I think all kids go through this and some how or another we have to make it through it. Being pregnant and going through it must be terrible, my husband and I are trying for #2 and with her being so mean sometimes it makes me rethink about it. I know that she will out grow it and I know I want another one and for them to be close in age.

I wish both of us luck with the terrible 2's!


TinyMommy20 - October 21st, 2010 3:16 PM

my son will be 3 in jan and at your daughter's age he was HORRIBLE! when he would start screaming and throwing a fit, i would put him in his room, close the door, and not go in there until he was done. that stopped the fits pretty quickly. i only had to do it about 4 times. it was horrible to listen to but it worked. i got this idea from a book called making children mind without losing yours by dr. kevin lehman. there's other things in the book that we do..for example if he refuses to eat his dinner then he doesn't eat his dinner and doesn't get any snacks 'til breakfast. the book has really, really helped us out...especailly me because while he was in his "horrible" stage my hubby was deployed and i had to figure it out myself.


wizzywigg - October 21st, 2010 3:17 PM

Just wait until 3 - it is MUCH worse.

Our daughter is almost 20 months and is a HUGE Drama Queen.
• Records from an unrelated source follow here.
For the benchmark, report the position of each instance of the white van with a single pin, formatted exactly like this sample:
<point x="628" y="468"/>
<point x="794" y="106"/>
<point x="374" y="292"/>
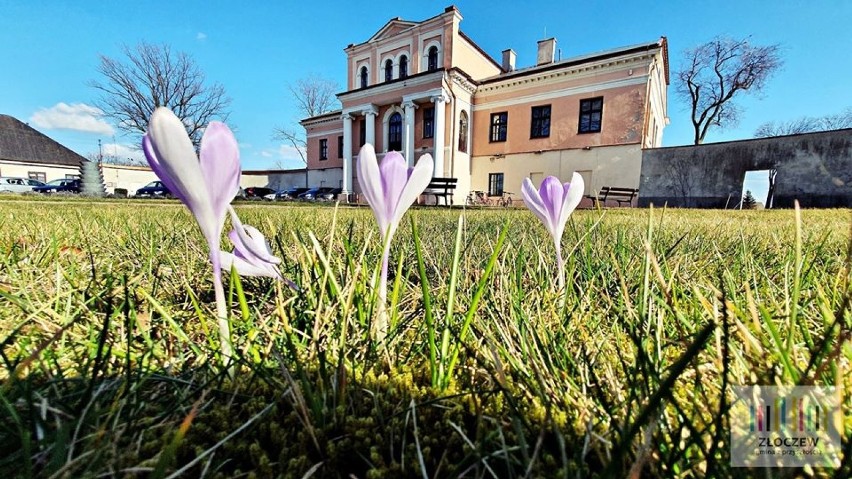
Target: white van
<point x="18" y="185"/>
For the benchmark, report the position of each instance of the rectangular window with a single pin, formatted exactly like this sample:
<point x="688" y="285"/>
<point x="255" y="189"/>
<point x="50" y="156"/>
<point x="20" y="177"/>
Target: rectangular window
<point x="499" y="123"/>
<point x="495" y="184"/>
<point x="429" y="123"/>
<point x="591" y="113"/>
<point x="323" y="149"/>
<point x="540" y="125"/>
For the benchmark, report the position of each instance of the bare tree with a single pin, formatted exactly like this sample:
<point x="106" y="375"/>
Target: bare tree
<point x="715" y="73"/>
<point x="151" y="76"/>
<point x="314" y="96"/>
<point x="806" y="124"/>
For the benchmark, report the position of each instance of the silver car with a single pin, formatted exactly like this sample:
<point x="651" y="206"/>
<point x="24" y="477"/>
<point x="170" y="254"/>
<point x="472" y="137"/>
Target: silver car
<point x="18" y="185"/>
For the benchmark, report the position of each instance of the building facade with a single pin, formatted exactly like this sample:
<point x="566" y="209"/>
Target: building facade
<point x="27" y="153"/>
<point x="426" y="87"/>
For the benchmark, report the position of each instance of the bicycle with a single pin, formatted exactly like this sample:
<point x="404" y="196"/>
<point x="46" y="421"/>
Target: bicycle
<point x="477" y="198"/>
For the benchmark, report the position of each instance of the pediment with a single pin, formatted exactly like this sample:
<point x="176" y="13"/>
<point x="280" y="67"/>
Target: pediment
<point x="391" y="29"/>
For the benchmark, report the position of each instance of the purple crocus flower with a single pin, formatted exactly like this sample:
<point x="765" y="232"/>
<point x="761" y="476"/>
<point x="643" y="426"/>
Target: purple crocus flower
<point x="252" y="255"/>
<point x="390" y="189"/>
<point x="206" y="184"/>
<point x="553" y="203"/>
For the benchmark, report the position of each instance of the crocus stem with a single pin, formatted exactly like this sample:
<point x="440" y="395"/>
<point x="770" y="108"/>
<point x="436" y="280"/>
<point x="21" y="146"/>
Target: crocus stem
<point x="560" y="264"/>
<point x="222" y="316"/>
<point x="381" y="327"/>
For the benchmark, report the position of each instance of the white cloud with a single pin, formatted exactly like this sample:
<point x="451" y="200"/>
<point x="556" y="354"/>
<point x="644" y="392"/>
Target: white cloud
<point x="288" y="152"/>
<point x="76" y="116"/>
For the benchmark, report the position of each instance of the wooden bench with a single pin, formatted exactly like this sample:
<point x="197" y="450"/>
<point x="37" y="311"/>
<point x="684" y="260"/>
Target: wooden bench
<point x="442" y="188"/>
<point x="619" y="195"/>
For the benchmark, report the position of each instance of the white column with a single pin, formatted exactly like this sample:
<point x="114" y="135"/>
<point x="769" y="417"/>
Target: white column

She threw a fit at Day Care yesterday and banged her cheek against a shelf (now sports a nice big bruise).

Our son was never like this. So, she's either learning by example, or she is just a different personality. Regardless, there's not much we've been able to do to placate her when she's publically throwing a fit. Diversion seems to work better with her than it does with our 3 year-old son.

Good luck. Like I said earlier, just wait until 3 - it is awful!
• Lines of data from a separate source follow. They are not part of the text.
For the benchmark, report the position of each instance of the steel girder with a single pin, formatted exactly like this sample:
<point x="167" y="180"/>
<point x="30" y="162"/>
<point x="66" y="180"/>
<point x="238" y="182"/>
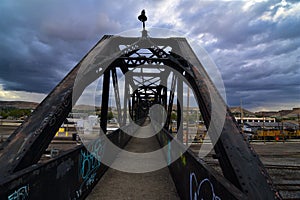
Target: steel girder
<point x="240" y="164"/>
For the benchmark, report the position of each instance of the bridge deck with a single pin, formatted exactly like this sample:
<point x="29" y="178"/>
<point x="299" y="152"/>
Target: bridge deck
<point x="122" y="185"/>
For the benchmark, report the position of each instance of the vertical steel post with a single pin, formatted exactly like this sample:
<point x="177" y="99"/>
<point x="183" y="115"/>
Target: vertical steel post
<point x="179" y="110"/>
<point x="104" y="102"/>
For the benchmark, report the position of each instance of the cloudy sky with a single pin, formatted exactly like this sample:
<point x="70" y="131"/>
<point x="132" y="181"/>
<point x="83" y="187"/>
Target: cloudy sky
<point x="255" y="44"/>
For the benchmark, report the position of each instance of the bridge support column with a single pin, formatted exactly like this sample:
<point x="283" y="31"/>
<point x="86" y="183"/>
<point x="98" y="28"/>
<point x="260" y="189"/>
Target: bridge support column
<point x="179" y="113"/>
<point x="104" y="101"/>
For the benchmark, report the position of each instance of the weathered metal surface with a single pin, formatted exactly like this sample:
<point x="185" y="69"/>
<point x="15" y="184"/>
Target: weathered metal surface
<point x="237" y="159"/>
<point x="71" y="175"/>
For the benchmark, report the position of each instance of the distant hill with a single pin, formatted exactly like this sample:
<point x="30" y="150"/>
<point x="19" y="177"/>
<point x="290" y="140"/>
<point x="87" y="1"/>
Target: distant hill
<point x="18" y="104"/>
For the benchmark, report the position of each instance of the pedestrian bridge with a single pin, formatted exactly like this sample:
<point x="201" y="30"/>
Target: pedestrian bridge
<point x="159" y="164"/>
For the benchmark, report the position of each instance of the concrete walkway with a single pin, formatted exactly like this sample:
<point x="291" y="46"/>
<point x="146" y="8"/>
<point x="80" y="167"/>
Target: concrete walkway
<point x="122" y="185"/>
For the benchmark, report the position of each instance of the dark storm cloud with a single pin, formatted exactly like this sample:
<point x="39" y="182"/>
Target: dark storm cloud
<point x="256" y="48"/>
<point x="42" y="41"/>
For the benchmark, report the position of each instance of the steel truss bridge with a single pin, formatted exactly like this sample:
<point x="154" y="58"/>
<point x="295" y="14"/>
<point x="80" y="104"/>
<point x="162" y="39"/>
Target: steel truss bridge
<point x="148" y="63"/>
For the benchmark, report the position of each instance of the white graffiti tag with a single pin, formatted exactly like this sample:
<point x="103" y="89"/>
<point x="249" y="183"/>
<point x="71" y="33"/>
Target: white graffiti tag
<point x="202" y="190"/>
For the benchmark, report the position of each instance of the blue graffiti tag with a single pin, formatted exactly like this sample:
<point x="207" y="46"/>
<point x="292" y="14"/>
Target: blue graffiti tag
<point x="89" y="163"/>
<point x="197" y="193"/>
<point x="20" y="194"/>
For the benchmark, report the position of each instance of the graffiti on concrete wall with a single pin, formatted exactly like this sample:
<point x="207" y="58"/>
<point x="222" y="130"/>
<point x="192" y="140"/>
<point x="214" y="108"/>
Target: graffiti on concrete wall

WorkinMama - October 21st, 2010 3:17 PM

My son started the terrible two's around 18 months. He was hitting, telling me "no mommy" and being an all around brat. Nothing worked for him either. He did get time-outs and talked to ALOT, but it didn't seem to matter. After a few months, he just grew out of it. He stopped hitting and rarely talks back now. I finally got my son back!
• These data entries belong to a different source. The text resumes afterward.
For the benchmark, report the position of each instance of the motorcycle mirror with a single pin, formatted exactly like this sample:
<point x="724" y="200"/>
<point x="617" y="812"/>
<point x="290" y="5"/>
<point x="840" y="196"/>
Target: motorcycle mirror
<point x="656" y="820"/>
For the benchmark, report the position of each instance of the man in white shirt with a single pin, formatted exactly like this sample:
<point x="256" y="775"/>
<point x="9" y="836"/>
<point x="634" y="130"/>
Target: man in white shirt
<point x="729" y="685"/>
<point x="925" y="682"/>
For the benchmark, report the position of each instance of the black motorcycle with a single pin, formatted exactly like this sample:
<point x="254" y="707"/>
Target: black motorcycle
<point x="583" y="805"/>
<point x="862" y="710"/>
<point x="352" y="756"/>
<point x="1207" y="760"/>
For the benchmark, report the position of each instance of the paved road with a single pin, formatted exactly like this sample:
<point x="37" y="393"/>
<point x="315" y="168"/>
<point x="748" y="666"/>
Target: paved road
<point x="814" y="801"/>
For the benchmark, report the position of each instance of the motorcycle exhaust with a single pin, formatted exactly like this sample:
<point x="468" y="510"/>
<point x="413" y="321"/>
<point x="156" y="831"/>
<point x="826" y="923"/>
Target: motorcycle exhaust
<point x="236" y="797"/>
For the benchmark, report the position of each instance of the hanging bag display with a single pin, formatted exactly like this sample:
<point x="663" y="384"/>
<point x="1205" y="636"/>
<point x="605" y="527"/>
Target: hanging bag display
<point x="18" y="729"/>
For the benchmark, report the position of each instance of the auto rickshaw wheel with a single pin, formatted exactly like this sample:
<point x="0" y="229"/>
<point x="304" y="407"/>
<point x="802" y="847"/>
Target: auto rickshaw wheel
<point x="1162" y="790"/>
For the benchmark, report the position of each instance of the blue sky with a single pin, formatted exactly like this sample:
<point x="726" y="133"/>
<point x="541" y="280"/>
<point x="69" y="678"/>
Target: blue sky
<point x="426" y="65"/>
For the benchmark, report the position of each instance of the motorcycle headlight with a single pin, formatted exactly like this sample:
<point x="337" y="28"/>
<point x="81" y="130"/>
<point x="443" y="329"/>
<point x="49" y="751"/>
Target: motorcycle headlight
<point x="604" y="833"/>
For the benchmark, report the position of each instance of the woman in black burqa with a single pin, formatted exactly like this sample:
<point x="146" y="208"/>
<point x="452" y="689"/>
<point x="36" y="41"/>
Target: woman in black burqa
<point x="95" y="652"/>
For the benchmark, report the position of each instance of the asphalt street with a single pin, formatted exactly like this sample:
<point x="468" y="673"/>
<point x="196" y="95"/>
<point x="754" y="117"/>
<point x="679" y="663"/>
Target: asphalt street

ZenithYou - October 21st, 2010 3:20 PM

It surely is the TTs, my kids phased in and out of TTs behavior so it really is kind of a misnomer. It isn't an all the time thing. FOr my son timeouts worked really well and counting while in time out. Staying very calm. And ignoring/walking away from some of the behaviors. Counting to 10 worked well and 20 at 2 years, we often had a pause before we started counting, moving to 1-2 minute time out closer to three. You have to kind of feel out your kid. Spanking doesn't work for me or my son. My daughter is 14 months and starting with tanrums on occassion. For her walking away is all she needs. Also, helping him to have the vocabulary to voice what he felt at that moment helped him A LOT!


Constance - November 12th, 2010 11:31 PM

I'm going through the same exact thing my daughter turned two on the 2nd of Oct and OMG its like she's a new person she says no way to everything she won't eat anything and she throws tantrums.. so I feel your pain I guess all we can do is take a deep breath count to three and hope for the best...LOL


CortneyIsMe - November 12th, 2010 11:34 PM

My daughter started at 19 months. She's 3 now and not much has changed! UGH! Hate to say it, but it definitely doesn't stop with the two's. Just stay firm, don't give in to the tantrums. Stick to your guns (so to speak) and be PATIENT. It doesn't get better right away, but it does gradually. She still has those moments, and when she does they're BAD, but they ARE less frequent now.